Okay, Crowley hated most things.

Coming in at number one was the archangel Gabriel, followed by Hastur, a fellow coworker and soon to be Duke of Hell, then Beelzebub.

Down in Hell, everyone had a ranking. Hell used to love Crowley. He used to be one of the favourites. Now he was branded a traitor... That was a long story. A few days ago, the antichrist, Crowley and Aziraphale had stopped the coming of Armageddon together. Heaven and Hell had figured out that Crowley and Aziraphale were best friends (That's what Crowley thought they were, anyway) and both sides had sentenced Aziraphale and Crowley to their deaths. Crowley by holy water, Aziraphale by hellfire. Using some clever, demonic little tricks, Aizraphale and Crowley had switched bodies, and attended each other's executions. They had fooled both Heaven and Hell for now... But Crowley was done playing with fire. They were bound to find out soon enough. Some of the demons in Hell still believed Crowley was actually immune to holy water. He was not. Beelzebub, whether they believed it or not, was not even remotely scared of him and his stylish attitude.

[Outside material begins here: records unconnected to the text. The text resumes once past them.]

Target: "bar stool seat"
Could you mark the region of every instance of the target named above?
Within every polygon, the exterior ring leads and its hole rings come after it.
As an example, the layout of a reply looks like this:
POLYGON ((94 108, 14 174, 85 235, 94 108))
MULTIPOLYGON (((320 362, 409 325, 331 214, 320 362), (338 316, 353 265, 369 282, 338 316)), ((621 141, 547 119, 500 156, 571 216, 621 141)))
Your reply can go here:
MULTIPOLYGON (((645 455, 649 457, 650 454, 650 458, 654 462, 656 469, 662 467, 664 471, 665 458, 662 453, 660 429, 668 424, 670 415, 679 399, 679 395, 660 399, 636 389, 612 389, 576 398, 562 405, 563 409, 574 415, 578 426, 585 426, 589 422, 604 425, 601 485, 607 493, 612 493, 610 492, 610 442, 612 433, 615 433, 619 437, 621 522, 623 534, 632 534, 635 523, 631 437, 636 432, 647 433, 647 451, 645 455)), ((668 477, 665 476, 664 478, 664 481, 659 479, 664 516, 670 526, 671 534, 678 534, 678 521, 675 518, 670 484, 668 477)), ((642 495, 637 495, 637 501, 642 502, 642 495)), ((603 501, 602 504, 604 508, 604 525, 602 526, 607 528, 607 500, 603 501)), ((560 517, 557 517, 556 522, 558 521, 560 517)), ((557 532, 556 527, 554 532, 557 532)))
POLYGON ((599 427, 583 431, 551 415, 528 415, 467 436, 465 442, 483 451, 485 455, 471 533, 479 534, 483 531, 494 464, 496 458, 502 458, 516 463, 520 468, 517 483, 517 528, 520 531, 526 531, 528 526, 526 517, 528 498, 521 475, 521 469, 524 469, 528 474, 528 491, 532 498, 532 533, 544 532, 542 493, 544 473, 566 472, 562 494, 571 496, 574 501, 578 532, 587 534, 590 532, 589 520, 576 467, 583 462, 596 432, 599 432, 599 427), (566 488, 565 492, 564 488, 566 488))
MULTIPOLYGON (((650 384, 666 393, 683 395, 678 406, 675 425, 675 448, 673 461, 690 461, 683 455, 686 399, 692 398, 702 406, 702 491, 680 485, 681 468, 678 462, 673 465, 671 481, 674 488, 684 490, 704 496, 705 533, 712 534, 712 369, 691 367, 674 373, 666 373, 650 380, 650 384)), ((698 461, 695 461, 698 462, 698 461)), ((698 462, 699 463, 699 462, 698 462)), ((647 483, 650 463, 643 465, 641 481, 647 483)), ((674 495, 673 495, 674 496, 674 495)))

"Do not call me Princess." Beelzebub said grimly. They had short, choppy black hair that was always frizzy. On their head there was a furry fly, an accessory she wore like a crown. They had a black jacket over their striped black and white shirt. Their eyes were a pale blue, and they had small flies that buzzed all around them. They wore bright red converse and black pants, along with a red sash across their chest.

And they was nearly three heads shorter than Crowley.

He bent down to reach their height, bowing in the process. He dramatically waved his hand in a dismissing, rude, inqurtois way.